Our results suggest that a significant correlation may exist between specific MR IQMs and DenseNet-based brain tumor segmentation performance. The selection of MRI scans for model training based on IQMs may yield more accurate and generalizable models in unseen validation.
磁共振成像(MRI)扫描会受到多种采集伪影以及设备变化的影响,这些因素会影响图像的外观和分割性能。目前尚不清楚磁共振(MR)图像质量指标(IQM)(例如,信噪比、对比噪声比)与分割准确性之间是否存在直接关系。
深度学习(DL)方法已显示出在 MRI 上自动分割脑肿瘤的巨大潜力,但依赖于输入训练图像的质量。我们旨在评估输入训练图像的 IQM 与基于 DL 的脑肿瘤分割准确性之间的关系,以便为多机构数据开发更具通用性的模型。
我们在 BraTS 2020 队列上使用 3D DenseNet 模型对肿瘤亚区进行分割,增强肿瘤(ET)、瘤周水肿和坏死以及非 ET;通过 5 折交叉验证 Dice 系数进行性能量化。通过开源质量控制工具 MRQy 评估 MRI 扫描,每个扫描产生 13 个 IQM。计算整个肿瘤(WT)骰子值与训练队列中 IQM 测量值之间的 Pearson 相关系数,以确定与分割性能最相关的质量测量值。通过相对阈值将每个选定的 IQM 用于将 MRI 扫描分组为“更好”质量(BQ)或“更差”质量(WQ)。当(i)在 BQ MRI 图像上进行训练并在 WQ 图像上进行验证,以及(ii)在 WQ 图像上进行训练并在 BQ 图像上进行验证时,重新评估 DenseNet 模型的分割性能。进一步在来自 BraTS 2021 训练队列的独立测试集上验证趋势。
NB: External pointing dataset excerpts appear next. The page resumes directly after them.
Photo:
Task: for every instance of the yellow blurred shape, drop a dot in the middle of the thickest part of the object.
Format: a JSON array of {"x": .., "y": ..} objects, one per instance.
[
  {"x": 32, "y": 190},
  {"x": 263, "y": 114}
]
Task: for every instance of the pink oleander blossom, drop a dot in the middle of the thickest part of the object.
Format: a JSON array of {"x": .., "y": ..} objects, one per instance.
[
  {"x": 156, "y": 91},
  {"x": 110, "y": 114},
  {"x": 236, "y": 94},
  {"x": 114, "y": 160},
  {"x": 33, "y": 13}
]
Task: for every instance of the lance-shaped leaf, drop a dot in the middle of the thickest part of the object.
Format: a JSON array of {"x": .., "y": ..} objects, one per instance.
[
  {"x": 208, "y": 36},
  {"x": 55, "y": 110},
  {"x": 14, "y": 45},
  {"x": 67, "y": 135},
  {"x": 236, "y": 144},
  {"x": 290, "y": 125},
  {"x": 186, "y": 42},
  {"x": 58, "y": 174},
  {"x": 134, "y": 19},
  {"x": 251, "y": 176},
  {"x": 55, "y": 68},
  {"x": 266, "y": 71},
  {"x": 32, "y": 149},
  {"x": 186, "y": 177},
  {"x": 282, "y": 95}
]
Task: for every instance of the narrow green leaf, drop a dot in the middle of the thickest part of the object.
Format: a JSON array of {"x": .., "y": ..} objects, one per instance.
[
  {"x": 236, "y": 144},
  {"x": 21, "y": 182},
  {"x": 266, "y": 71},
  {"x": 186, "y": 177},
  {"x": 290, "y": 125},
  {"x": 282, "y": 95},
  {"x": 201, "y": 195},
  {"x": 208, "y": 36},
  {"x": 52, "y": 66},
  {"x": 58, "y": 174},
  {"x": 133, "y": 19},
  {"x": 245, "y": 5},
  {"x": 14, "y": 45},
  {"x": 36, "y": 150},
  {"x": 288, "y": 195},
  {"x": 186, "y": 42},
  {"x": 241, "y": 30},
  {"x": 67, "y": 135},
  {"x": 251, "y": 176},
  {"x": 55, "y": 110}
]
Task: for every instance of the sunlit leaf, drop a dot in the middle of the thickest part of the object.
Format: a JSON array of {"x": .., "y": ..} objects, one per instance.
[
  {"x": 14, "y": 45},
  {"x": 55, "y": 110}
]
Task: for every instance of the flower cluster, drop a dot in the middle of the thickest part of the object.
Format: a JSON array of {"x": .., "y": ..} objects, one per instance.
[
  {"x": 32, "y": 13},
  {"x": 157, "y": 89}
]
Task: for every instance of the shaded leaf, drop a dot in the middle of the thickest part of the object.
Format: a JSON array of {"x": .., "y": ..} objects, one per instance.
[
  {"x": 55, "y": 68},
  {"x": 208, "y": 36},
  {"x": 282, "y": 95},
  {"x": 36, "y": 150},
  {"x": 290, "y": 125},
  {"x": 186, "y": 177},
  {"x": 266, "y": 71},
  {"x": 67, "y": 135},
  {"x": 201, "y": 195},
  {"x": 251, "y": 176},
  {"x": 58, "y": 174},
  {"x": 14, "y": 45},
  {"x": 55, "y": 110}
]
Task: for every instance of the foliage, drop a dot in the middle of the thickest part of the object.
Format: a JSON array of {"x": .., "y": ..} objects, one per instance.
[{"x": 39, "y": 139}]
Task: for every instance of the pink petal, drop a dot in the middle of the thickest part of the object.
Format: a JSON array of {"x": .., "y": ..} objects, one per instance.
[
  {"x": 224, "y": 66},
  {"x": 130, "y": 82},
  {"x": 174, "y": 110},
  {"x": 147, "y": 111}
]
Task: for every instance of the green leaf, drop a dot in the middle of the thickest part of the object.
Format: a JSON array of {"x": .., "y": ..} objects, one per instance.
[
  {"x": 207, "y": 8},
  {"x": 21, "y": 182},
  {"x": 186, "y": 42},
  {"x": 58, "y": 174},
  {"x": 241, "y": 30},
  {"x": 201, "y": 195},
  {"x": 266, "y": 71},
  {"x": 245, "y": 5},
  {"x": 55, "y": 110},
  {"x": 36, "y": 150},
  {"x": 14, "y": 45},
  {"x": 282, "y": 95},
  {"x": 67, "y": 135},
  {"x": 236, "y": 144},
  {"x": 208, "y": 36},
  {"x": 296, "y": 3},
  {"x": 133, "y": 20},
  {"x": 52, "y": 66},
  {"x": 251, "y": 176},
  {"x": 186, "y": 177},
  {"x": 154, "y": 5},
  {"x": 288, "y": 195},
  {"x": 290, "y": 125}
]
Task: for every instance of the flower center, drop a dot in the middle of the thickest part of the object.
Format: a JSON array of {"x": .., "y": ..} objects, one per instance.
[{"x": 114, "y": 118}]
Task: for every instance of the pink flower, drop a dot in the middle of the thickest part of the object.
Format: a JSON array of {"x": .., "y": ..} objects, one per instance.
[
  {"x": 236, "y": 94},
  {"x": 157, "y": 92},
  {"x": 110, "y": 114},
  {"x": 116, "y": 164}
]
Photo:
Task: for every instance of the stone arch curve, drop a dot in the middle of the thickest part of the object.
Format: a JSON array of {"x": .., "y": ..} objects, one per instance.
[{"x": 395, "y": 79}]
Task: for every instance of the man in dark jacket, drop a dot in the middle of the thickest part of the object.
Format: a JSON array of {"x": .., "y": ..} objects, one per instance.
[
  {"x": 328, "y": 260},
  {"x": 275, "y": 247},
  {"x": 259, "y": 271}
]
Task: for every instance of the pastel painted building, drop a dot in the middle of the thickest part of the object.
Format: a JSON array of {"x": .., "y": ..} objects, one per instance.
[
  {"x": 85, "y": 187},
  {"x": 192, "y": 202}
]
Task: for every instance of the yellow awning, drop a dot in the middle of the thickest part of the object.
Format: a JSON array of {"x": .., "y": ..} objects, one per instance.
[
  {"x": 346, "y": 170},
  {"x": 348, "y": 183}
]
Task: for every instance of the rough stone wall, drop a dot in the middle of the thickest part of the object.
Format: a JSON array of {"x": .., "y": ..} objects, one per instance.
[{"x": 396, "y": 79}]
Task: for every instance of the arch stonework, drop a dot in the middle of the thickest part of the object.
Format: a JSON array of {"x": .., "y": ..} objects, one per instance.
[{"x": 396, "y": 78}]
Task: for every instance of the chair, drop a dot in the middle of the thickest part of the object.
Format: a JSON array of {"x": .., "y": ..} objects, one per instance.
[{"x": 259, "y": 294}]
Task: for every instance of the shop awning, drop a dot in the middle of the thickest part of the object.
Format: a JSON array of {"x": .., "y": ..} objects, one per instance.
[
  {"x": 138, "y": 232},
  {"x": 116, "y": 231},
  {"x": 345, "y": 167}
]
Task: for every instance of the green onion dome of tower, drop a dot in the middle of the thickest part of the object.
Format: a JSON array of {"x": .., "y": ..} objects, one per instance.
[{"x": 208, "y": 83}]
在这项研究中,使用来自 BraTS 2020 训练队列的多模态 MRI 扫描来训练分割模型,并在来自 BraTS 2021 队列的独立测试集上进行验证。在所选择的 IQM 中,基于各向异性测量值(方差系数、联合变化系数、前景斑块的变异系数)在 BQ 图像上训练的模型和基于噪声测量值峰值信噪比(SNR)在 WQ 图像上训练的模型与它们的逆模型相比,肿瘤分割准确性显著提高。
我们的结果表明,特定的 MR IQM 与基于 DenseNet 的脑肿瘤分割性能之间可能存在显著相关性。基于 IQM 为模型训练选择 MRI 扫描可能会在未见的验证中产生更准确和更具通用性的模型。